Faszinierend bleibt dieser Gnostizismus in seinen unterschiedlichen Ausprägungen zweifellos. Nicht allein, dass Dick ihn immer und immer wieder zum Ausgangspunkt seiner Romane - prominent natürlich im 1969 erschienenen "Ubik" - werden lässt: Seine Selbstwahrnehmung untersteht von Grund auf dem Schisma von göttlicher Wahl und verworfener Schöpfung. Wann bekommt man es schon einmal mit jemandem zu tun, der sich für einen versteckten Frühchristen hält, den die römische Herrschaft mit der Massenillusion eines zukünftigen Jahrhunderts umgeben hat, um die Herabkunft des Messias aufzuhalten? Mit einem Menschen, der sämtliche Ereignisse, die ihm begegnen, in diese Erzählung einzupassen vermag, der die Sowjetunion mit dem Römischen Reich identifiziert und in seinen Bewunderern geheime Verfolger erkennt, die er alle dem FBI melden muss? Wer kommt schon auf den Gedanken, dass sich hinter Stanislaw Lem, der Dick als Visionär rühmte, ein kommunistisches Komitee verbirgt?
Im Zweifel natürlich jemand, der wahnsinnig viel Speed konsumiert, dem darüber alles zum Zeichen wird - und der dementsprechend dort denkt, wo andere fühlen. Dick, das bringt Carrère gut auf den Punkt, verwaltet sich wie eine Maschine. Zwar fällt er von Affekt zu Affekt, von Gedankenstrom zu Gedankenstrom und ja: auch von einer Ehe in die nächste (derer fünf sind es insgesamt), doch schreibt er diesen Taumel immer zugleich einer höheren Kontrollinstanz zu, die viele Namen hat: Ubik, Valis, Gott, "the real universe". Einer Macht, die sich durch den Autor und seine kosmische Schreibmaschine mitteilt, aber deren Botschaft sich in dieser bloßen Mitteilsamkeit auch bereits erschöpft.

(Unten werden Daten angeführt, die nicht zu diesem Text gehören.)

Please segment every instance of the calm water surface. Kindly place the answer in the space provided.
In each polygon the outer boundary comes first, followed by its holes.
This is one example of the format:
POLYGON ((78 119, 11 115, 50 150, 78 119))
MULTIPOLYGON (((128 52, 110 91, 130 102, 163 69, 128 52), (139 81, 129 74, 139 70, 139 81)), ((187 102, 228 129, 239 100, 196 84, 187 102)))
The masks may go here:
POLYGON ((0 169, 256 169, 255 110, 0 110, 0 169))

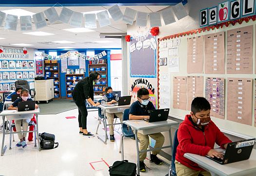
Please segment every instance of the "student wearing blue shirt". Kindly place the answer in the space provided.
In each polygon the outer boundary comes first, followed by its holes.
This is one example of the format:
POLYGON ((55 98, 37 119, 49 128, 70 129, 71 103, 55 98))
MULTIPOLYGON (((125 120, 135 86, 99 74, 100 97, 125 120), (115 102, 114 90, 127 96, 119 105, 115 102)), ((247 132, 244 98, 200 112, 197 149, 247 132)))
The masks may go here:
MULTIPOLYGON (((20 97, 21 98, 19 98, 16 100, 12 105, 8 108, 8 110, 16 110, 18 109, 18 103, 19 102, 24 102, 26 101, 33 101, 31 98, 29 98, 29 92, 28 89, 23 88, 20 91, 20 97)), ((38 106, 36 104, 36 108, 38 108, 38 106)), ((16 131, 17 132, 21 131, 21 123, 22 123, 22 127, 23 131, 28 131, 28 123, 30 122, 30 119, 20 119, 16 120, 14 121, 15 123, 15 127, 16 127, 16 131)), ((26 143, 26 136, 27 133, 18 133, 18 139, 20 141, 17 143, 16 146, 17 147, 21 147, 25 148, 27 147, 27 145, 26 143)))
MULTIPOLYGON (((146 88, 142 88, 138 91, 137 93, 138 101, 134 102, 130 107, 129 120, 148 119, 150 110, 155 109, 152 102, 149 101, 149 92, 146 88)), ((156 141, 154 148, 162 147, 165 141, 165 137, 161 133, 144 135, 138 132, 137 136, 140 141, 139 149, 140 151, 147 149, 149 143, 148 136, 156 141)), ((152 151, 152 154, 150 155, 151 160, 157 165, 162 163, 162 160, 157 157, 157 155, 160 152, 160 151, 161 150, 152 151)), ((145 164, 144 161, 146 157, 146 152, 140 153, 140 172, 146 172, 145 164)))
POLYGON ((18 86, 15 89, 15 91, 12 92, 5 98, 6 101, 12 101, 12 95, 20 94, 20 91, 22 89, 24 89, 24 88, 22 86, 18 86))

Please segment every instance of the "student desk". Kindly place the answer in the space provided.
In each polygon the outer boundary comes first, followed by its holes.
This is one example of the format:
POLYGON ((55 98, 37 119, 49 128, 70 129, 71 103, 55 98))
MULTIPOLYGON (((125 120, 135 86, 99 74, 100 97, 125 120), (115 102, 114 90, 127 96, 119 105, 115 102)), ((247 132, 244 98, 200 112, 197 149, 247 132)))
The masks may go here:
MULTIPOLYGON (((223 151, 220 148, 217 151, 223 151)), ((185 153, 184 157, 197 163, 201 167, 214 176, 255 176, 256 173, 256 150, 253 149, 249 159, 222 165, 206 157, 185 153), (252 174, 254 173, 254 174, 252 174), (250 175, 251 174, 251 175, 250 175)))
MULTIPOLYGON (((30 111, 20 111, 18 112, 17 110, 4 110, 2 111, 0 113, 0 116, 2 116, 2 121, 3 121, 3 124, 4 124, 4 120, 5 117, 6 117, 6 119, 7 121, 11 121, 12 120, 18 120, 18 119, 31 119, 31 116, 30 116, 29 115, 31 114, 36 114, 36 119, 37 120, 37 128, 34 129, 34 131, 26 131, 27 132, 37 132, 37 136, 35 136, 35 138, 37 138, 37 142, 38 142, 38 145, 39 147, 39 151, 41 151, 41 146, 40 146, 40 141, 39 141, 39 136, 38 136, 38 115, 40 113, 40 109, 37 108, 34 110, 30 110, 30 111)), ((9 124, 11 125, 10 122, 9 122, 9 124)), ((4 154, 4 152, 5 152, 5 150, 6 149, 6 146, 4 145, 4 137, 6 135, 11 135, 12 134, 14 133, 22 133, 23 131, 21 132, 8 132, 7 131, 5 131, 5 129, 4 127, 3 128, 3 133, 2 133, 2 147, 1 149, 1 156, 2 156, 3 154, 4 154)), ((11 142, 11 141, 10 141, 11 142)))
MULTIPOLYGON (((98 107, 100 107, 101 109, 103 110, 104 113, 104 130, 105 131, 105 140, 101 138, 99 136, 98 136, 98 139, 99 139, 101 140, 105 144, 107 144, 107 139, 108 138, 108 136, 107 134, 107 126, 109 126, 112 125, 112 124, 107 124, 107 118, 106 117, 106 112, 107 112, 109 113, 114 113, 117 112, 123 112, 125 109, 129 108, 130 106, 130 105, 125 105, 125 106, 105 106, 103 105, 99 105, 98 106, 98 107)), ((121 124, 121 123, 115 123, 115 124, 121 124)))
POLYGON ((171 127, 172 125, 179 124, 179 123, 168 119, 165 121, 148 123, 144 120, 139 121, 123 121, 123 123, 129 126, 134 130, 135 136, 136 147, 137 149, 137 162, 138 167, 138 175, 140 175, 140 158, 139 154, 142 152, 148 152, 149 151, 162 149, 166 148, 171 148, 172 150, 172 142, 171 134, 171 127), (160 133, 164 131, 169 131, 169 137, 170 138, 170 145, 162 147, 160 148, 149 149, 146 150, 139 150, 139 144, 137 134, 139 132, 144 135, 160 133))

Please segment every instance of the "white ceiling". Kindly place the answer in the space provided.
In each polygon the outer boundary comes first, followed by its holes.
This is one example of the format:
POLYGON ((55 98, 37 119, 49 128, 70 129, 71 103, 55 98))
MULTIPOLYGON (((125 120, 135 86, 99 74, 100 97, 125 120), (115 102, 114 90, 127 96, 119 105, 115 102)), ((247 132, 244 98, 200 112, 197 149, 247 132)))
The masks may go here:
MULTIPOLYGON (((78 12, 86 12, 98 10, 106 10, 111 6, 93 6, 93 7, 66 7, 69 9, 78 12)), ((124 13, 126 7, 129 7, 138 11, 144 12, 155 12, 164 9, 167 6, 120 6, 121 11, 124 13)), ((49 7, 0 7, 0 11, 11 10, 15 8, 20 8, 26 11, 37 13, 41 12, 49 8, 49 7)), ((61 8, 56 7, 58 13, 60 13, 61 8)), ((114 21, 111 19, 111 24, 110 26, 93 29, 93 32, 86 33, 79 33, 75 34, 68 31, 62 30, 63 29, 72 28, 73 27, 69 24, 59 22, 58 24, 51 24, 48 23, 48 26, 36 30, 35 24, 33 24, 32 31, 43 31, 54 34, 55 35, 49 36, 34 36, 22 34, 21 32, 19 21, 18 20, 18 25, 17 31, 7 30, 3 27, 0 27, 0 38, 5 38, 5 39, 0 40, 0 46, 12 46, 11 44, 26 43, 33 44, 34 46, 30 47, 38 49, 56 49, 60 47, 70 47, 75 48, 121 48, 121 39, 114 38, 100 38, 100 33, 126 33, 127 24, 119 20, 114 21), (53 41, 68 40, 74 42, 72 44, 45 44, 39 43, 43 42, 51 42, 53 41), (85 44, 85 42, 93 42, 99 40, 110 41, 111 43, 96 43, 92 44, 85 44)), ((97 24, 97 26, 99 25, 97 24)))

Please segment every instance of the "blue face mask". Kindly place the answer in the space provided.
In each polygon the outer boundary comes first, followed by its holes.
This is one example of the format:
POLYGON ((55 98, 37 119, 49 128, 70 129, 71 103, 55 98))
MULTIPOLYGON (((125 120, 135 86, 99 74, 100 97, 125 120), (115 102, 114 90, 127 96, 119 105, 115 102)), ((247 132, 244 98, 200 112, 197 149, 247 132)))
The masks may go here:
POLYGON ((109 98, 111 98, 113 97, 113 93, 109 93, 107 94, 107 97, 109 98))
POLYGON ((147 104, 148 104, 148 102, 149 102, 149 100, 142 100, 141 101, 141 104, 143 105, 145 105, 145 106, 146 106, 147 105, 147 104))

Die zahllosen Wendungen und sich mit jedem Orakelspruch des "I Ging" wandelnden Selbstdeutungen Dicks sind sicherlich ein betörender, wenn auch auf Dauer etwas zermürbender Stoff. Warum aber muss man ihn noch einmal erzählen? Carrères Antwort auf diese Frage fällt kryptisch aus: Zurückhaltung solle sein Buch gebieten, den Lesern die "geistige Disziplin" auferlegen, das Spiel zwischen Wahn und Wahrheit nicht vorschnell mit einem Urteil zu unterbinden, sondern sich als Prozess entfalten zu lassen. Das schließt das Übergreifen dieses Spiels auf den Erzähler ein: "Keine Mutmaßungen" will dieser anstellen, keine Zeile hinzutun, die nicht dasteht. Aber es steht halt vieles da, und fließend sind die Übergänge zwischen Roman und Dokument, fließend auch die Übergänge zwischen der Welt Dicks und der Carrères. Just über jenem Kapitel, das den folgenschweren Einbruch in Dicks Haus in San Rafael im November 1971 zum Inhalt hat, wird auch der Erzähler zu einem Einbruchsopfer: Koinzidenzen verbinden die Paralleluniversen.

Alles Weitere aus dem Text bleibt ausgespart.